Over the past couple of years or so there has been a steady rise in the phenomena of competitive voting contests for not for profit organizations to receive grants for projects or operations. These contests are run by large corporations as well as not for profit groups. Examples of corporate contests take different shapes such as Pepsi's with the Pepsi Refresh Project which gives grants ranging from $5k to $50k based on competitive community voting toChase Community Giving which touts donations over $600 million dollars through Facebook contests. The National Trust for Historic Preservation has similarly put contests into place by granting to various historic restoration projects based on the number of votes they receive online.

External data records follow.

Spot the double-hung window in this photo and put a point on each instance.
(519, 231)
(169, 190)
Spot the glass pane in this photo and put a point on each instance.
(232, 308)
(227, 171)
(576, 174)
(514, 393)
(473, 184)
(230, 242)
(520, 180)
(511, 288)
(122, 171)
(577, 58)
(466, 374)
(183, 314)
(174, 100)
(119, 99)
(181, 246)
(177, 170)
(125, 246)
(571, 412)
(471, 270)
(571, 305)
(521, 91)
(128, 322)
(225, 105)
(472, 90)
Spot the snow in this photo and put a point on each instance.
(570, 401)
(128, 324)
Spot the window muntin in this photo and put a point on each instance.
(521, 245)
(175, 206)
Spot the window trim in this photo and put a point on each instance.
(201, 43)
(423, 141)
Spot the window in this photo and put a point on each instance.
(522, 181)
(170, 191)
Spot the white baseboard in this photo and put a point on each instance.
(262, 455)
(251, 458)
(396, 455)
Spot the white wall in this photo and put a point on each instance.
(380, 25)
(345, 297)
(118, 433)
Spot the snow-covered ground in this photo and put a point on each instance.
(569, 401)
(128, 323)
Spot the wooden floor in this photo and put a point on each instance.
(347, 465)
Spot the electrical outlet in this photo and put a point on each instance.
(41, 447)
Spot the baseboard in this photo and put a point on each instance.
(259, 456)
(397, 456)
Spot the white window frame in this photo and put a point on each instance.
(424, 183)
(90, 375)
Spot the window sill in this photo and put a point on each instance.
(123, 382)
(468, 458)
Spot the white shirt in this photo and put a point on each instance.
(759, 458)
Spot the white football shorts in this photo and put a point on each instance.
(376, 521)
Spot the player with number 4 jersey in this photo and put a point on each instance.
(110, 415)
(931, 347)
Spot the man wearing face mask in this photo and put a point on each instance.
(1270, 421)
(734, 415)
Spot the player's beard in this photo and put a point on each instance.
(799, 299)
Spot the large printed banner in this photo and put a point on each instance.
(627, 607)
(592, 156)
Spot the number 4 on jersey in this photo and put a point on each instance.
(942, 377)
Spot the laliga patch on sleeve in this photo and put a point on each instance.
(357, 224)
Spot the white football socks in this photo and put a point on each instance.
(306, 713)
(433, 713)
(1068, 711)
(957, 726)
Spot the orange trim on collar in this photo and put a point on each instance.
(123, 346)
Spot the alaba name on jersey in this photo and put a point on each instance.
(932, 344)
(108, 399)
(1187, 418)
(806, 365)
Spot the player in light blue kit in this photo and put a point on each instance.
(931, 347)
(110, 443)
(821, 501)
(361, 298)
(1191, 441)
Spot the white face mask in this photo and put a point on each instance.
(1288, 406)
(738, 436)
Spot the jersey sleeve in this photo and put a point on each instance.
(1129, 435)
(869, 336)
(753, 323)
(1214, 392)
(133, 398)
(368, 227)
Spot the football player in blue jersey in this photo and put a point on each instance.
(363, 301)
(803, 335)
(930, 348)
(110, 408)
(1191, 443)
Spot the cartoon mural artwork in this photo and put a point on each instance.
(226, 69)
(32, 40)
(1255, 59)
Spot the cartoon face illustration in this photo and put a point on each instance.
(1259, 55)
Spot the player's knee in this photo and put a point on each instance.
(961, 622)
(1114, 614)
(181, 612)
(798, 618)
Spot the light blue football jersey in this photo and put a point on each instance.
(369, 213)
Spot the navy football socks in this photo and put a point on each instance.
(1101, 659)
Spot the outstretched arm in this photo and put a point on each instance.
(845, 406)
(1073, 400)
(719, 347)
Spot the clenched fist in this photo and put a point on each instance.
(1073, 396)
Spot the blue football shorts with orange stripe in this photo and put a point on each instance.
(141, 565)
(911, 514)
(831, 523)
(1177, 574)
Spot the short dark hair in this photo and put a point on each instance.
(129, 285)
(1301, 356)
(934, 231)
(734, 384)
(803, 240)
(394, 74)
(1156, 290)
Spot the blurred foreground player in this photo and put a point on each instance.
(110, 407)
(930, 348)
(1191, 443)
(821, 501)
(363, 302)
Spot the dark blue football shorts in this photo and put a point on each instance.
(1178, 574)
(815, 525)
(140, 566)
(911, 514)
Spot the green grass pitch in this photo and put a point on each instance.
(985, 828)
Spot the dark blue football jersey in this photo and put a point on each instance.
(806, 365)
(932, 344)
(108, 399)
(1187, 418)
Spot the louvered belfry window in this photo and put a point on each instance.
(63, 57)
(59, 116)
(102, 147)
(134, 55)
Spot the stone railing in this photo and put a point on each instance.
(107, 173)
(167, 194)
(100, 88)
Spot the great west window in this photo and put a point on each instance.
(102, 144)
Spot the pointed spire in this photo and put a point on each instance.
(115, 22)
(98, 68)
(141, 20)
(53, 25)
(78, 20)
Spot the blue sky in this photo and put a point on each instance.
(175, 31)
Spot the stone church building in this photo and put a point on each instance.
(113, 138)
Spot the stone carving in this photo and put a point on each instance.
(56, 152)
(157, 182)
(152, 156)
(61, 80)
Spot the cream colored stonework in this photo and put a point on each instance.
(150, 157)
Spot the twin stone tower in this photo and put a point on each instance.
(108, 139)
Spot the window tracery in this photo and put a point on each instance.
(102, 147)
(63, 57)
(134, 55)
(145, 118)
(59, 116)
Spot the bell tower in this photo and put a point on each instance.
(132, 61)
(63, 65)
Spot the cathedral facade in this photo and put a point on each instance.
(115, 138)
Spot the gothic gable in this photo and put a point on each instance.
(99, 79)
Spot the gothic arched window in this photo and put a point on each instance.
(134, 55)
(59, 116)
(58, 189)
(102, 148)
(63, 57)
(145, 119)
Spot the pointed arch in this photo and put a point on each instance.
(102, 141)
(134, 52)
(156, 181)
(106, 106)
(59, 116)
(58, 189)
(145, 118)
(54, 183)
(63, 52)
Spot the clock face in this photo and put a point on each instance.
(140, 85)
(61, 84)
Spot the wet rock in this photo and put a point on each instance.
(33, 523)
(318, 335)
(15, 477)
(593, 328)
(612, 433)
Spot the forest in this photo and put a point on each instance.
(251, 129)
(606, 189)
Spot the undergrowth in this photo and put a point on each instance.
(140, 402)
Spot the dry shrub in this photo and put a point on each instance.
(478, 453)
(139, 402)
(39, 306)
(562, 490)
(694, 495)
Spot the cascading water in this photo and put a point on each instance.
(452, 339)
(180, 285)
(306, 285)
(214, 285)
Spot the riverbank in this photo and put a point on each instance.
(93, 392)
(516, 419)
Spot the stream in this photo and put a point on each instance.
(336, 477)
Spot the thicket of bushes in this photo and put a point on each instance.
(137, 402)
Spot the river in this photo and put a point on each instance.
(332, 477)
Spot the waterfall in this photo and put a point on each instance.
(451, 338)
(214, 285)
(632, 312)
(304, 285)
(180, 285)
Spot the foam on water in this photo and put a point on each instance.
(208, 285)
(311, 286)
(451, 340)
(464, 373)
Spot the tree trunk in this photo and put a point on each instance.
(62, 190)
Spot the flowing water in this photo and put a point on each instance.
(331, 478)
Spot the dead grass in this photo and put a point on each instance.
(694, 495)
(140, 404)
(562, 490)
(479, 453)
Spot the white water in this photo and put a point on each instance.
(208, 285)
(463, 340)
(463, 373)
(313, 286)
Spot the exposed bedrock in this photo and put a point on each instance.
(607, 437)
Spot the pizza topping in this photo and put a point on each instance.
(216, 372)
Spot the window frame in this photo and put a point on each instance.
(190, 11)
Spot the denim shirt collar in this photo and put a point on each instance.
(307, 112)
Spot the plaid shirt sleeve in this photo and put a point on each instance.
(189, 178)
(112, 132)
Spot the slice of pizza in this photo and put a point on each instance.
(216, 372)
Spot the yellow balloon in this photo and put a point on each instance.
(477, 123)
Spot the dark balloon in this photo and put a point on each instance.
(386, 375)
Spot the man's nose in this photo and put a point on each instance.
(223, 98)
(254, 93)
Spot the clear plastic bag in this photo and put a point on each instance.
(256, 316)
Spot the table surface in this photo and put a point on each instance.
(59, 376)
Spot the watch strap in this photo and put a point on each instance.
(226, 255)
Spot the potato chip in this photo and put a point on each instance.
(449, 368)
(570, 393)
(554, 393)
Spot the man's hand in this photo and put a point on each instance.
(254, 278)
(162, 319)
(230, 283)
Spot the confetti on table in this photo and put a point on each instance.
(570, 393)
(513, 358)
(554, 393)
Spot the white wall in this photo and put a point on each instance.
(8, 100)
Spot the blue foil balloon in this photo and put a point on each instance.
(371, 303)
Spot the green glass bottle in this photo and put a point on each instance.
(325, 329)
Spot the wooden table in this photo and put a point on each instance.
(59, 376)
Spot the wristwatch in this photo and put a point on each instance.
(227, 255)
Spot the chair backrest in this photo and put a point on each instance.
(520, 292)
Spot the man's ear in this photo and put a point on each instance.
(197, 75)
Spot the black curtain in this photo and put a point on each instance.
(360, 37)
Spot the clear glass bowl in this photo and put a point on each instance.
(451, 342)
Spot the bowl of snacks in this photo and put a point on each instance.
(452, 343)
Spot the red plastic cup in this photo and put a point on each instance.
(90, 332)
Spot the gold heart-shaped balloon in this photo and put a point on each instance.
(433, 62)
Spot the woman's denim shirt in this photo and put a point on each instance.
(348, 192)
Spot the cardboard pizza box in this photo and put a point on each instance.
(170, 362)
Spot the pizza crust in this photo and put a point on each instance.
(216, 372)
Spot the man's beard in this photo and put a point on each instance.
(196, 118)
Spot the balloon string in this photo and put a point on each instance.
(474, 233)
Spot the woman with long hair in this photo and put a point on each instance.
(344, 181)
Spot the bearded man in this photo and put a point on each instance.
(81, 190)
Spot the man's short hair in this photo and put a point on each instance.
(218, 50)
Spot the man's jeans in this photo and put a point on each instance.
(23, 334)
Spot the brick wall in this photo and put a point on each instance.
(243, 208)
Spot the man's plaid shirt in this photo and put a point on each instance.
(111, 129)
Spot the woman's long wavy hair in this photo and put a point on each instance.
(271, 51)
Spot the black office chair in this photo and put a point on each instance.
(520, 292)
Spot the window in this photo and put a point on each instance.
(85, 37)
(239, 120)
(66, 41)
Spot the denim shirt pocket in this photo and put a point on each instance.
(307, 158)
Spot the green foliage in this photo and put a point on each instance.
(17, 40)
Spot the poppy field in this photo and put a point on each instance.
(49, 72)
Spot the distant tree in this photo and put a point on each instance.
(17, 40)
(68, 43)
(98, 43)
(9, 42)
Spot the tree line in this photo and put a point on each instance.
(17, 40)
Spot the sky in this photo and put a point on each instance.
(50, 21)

Whether these contests sit well with critic's ethical concerns or not, the volume of web traffic generated for the recipients, the donor organizations, and the organizations who compete but do not win is remarkable. According to Pepsi, the most recent contest in the fall of 2011 garnered more than half a million distinct registrations with over 3.5 million votes counted on the Pepsi site alone. If you aggregate this number with all of the site visits, social network hits, and emails then you have a truly noteworthy phenomena.
Why are people so invigorated by these contests? There are less time intensive ways to earn money in aggregate. One can point to the idea that the contest is a game and the competition itself is what people are engaging in more than the philanthropic cause. It could also be argued that the community effort of building a team to go online and vote for the cause for multiple days has an intrinsic value as well and that by the simple act of building this team you are building and drawing constituents deeper into the arts community.
As these online contest continue even more organizations are starting to do them. The Humane Society recently used a online photo contest to raise hundreds of thousands of dollars, the Case Foundation has been running a voter based contest for years, and American Express has also run contests in the past.
The following are some tips that have been gleaned from articles and criticism of various contests mentioned previously:
1) Make sure that the contest aligns with your mission. By diverting resources for a potential pie in the sky pot of money you can detract from your organization's true work.
2) Ask what your organization can gain from competing for these pots of money? Set forward goals of community building and identify volunteers to assist with these aims.
3) If you are going to market this to your patrons identify your budget for staff time and delegate a reasonably proportional amount of money to pursue getting the word out.
4) Don't start mid-steam. Almost all winners of these contests have strong starts and once you are behind in the voting it is hard to keep up. If you see a contest in progress that you would have liked to take part in simply put it on your calendar for an effort next year as your opportunity may all ready have passed.